For Derry's book I will need to learn some new things - or perhaps David will - like how to put captions on the same page as pictures.
For David's grandfather's book, I will need, among other things, to pay a visit to a military museum.
Pause here to reflect on bureaucracy. There is in Victoria a military museum, at one end and side of a vast gymnasium-like space which I fancy is used for drill on wet days, and for public events. It has a name, this facility, and the name can be found online although not in the phone book. A few years ago I had cause to track down its resources in the cause of identifying a small spoon with a military crest on it - a memento of an aunt on my father's side - so I know it exists and that the elderly warriors who volunteer in the museum are knowledgeable and kindly. It is clear from my efforts so far that the Ashton Armoury does not want to be contacted, and indeed I recall this from my past visit. All I want to know is when it is open to the public so that I may not waste a trip there. I have been engaged in finding my way through a labyrinth of voice mail and outdated messages. Frustration reigns.
I have in my possession a photocopy of the army paybook of David's grandfather, from World War I. It is rife with incomprehensible abbreviations and references to matters unknown. I had thought that its mysteries might be apparent to another mind than mine, and asked my daughter Allegra who visited us the past weekend to try and interpret. But she too was baffled. It was she who suggested the military museum.
My point here is that in the course of preparing a book, there are MANY side paths which need to be taken, and while each may lead to great and interesting enlightenment, they all take time, and that is why some of my projects have taken YEARS to come to fruition, and maybe it also serves to explain my "What's next" response to the supposed achievement of finishing a project.
- Written by: Roberta Rivett
Jeffrey, our revered webmeister, has asked about the possibility of making the blog part of the site available to others than registered Niebuhr descendants. I have to give this some thought. I write the text of the blog, and need to consider whether knowing its going out into the wide world rather than only to Niebuhr descendants would alter what I write or the way I write it.
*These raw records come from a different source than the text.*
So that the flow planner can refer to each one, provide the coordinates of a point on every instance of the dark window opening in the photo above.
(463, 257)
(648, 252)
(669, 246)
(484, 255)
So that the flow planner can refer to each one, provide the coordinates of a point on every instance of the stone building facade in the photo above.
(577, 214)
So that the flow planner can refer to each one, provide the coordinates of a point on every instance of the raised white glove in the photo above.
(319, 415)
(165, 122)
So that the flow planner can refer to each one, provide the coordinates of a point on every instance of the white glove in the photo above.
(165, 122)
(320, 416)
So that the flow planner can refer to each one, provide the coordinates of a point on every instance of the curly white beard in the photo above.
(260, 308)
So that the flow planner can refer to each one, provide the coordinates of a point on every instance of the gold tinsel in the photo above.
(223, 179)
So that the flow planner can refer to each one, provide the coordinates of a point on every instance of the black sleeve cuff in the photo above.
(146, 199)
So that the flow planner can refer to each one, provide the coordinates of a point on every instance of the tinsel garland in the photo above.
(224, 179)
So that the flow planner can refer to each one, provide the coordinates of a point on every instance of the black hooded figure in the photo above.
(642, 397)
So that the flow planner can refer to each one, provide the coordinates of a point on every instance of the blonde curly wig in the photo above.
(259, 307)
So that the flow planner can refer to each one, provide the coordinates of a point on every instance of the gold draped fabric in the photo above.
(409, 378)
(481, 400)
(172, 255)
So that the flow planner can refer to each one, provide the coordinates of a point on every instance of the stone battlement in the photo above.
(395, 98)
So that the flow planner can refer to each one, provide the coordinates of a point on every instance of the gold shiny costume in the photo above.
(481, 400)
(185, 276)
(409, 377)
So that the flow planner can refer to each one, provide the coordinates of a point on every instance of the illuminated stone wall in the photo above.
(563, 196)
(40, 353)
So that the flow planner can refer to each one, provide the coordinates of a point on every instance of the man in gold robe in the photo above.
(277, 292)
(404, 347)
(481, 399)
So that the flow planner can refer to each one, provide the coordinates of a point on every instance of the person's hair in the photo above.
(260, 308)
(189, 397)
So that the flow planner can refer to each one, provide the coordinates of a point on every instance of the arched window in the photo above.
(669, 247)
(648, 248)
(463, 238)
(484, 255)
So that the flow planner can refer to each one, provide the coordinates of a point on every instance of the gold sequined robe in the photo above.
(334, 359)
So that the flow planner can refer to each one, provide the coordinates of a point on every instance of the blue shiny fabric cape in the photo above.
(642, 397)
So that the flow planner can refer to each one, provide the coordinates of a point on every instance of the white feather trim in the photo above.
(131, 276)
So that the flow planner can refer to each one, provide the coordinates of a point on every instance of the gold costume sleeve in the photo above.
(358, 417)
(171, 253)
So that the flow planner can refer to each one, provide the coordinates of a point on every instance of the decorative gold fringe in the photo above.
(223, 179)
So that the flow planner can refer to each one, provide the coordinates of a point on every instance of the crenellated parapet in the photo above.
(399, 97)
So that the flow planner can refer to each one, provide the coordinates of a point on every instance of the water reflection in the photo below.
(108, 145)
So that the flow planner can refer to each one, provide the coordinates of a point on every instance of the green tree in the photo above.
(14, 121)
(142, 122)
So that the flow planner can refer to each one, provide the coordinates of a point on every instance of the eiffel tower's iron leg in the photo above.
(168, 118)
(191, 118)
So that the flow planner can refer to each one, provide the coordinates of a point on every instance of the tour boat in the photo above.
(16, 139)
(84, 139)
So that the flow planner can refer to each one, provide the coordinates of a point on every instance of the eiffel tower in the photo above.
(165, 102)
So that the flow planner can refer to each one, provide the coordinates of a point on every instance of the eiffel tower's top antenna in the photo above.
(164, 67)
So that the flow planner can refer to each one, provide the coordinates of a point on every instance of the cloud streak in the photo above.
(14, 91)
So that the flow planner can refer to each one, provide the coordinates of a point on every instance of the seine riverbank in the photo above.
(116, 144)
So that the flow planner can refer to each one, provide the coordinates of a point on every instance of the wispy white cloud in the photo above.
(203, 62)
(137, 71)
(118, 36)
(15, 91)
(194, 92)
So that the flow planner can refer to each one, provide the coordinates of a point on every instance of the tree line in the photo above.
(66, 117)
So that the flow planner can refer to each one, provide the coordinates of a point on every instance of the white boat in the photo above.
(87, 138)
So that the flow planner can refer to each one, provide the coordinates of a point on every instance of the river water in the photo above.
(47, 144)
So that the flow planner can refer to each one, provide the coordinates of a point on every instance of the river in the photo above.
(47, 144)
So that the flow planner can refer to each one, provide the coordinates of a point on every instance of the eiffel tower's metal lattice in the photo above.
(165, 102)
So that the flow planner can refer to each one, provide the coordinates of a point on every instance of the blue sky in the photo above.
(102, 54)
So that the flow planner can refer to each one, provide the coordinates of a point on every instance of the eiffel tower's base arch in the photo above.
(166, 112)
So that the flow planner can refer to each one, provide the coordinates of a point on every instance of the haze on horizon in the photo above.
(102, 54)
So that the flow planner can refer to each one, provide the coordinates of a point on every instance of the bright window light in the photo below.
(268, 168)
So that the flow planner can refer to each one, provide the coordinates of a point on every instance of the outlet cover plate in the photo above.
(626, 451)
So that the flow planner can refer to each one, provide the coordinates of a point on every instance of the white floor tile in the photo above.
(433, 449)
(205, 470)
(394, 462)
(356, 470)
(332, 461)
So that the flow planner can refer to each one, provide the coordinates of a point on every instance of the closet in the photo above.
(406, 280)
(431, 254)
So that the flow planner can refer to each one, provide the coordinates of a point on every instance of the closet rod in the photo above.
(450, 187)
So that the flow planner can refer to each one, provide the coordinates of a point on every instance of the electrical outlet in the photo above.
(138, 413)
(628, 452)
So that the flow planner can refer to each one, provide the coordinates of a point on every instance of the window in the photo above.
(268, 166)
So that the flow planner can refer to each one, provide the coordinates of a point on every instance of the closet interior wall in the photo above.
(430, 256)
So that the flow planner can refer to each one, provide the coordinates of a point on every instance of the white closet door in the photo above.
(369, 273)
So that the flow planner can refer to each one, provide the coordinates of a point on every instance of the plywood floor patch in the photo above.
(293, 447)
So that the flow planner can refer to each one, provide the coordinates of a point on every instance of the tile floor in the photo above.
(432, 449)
I'll take a few days to ponder this.
- Written by: Roberta Rivett
Life goes along in a number of threads. In the latter decades of life, I observe that the the threads have a way of weaving themselves together and instead of threads, there is a rope. This happened to me in retirement. Except for desultory work on assembling my father's writings, everything in my present life was woven from loose threads of mild interest, a general sense that family history was A GOOD THING, and the awareness that I had a very large extended family.
Now fifteen years into retirement, my waking hours are almost entirely given to matters rerlating to FAMILY. Family is the rope.
Why then did I start on a book the subject of which had nothing to do with MY family? I was asked by a fellow resident of my mother-in-law's to tell her story. Failing sight and hearing, and lack of skill writing English, meant that her story had to be told, not written, and despite the pressure of my own family projects, I undertook Lisa's story as an "...as told to.... I anticipate completing it in a few days. I must, in fact, because Lisa is leaving The Cedars at the end of October to move to Edmonton to be nearer her children and grandchildren.
Initially I turned down Lisa's request., but her story kept calling to me. The decade of her twenties was spent as a refugee in Europe, washed back and forth by the tides of war. There were many parallels with the experience of the Mennonites who stayed in South Russia rather than emigrating. Lisa's story had to be told, and clearly I was able to help her do that. It's not a long book, perhaps 40 pages with illustrations, but she is satisfied it has captured what she wanted her children and grandchildren to know.
I undertook this book because although Lisa's family is not my family, it IS the story of a family.
Writing this I realize, given my own family projects, how irrational this is as a reason to expend effort! But there it is.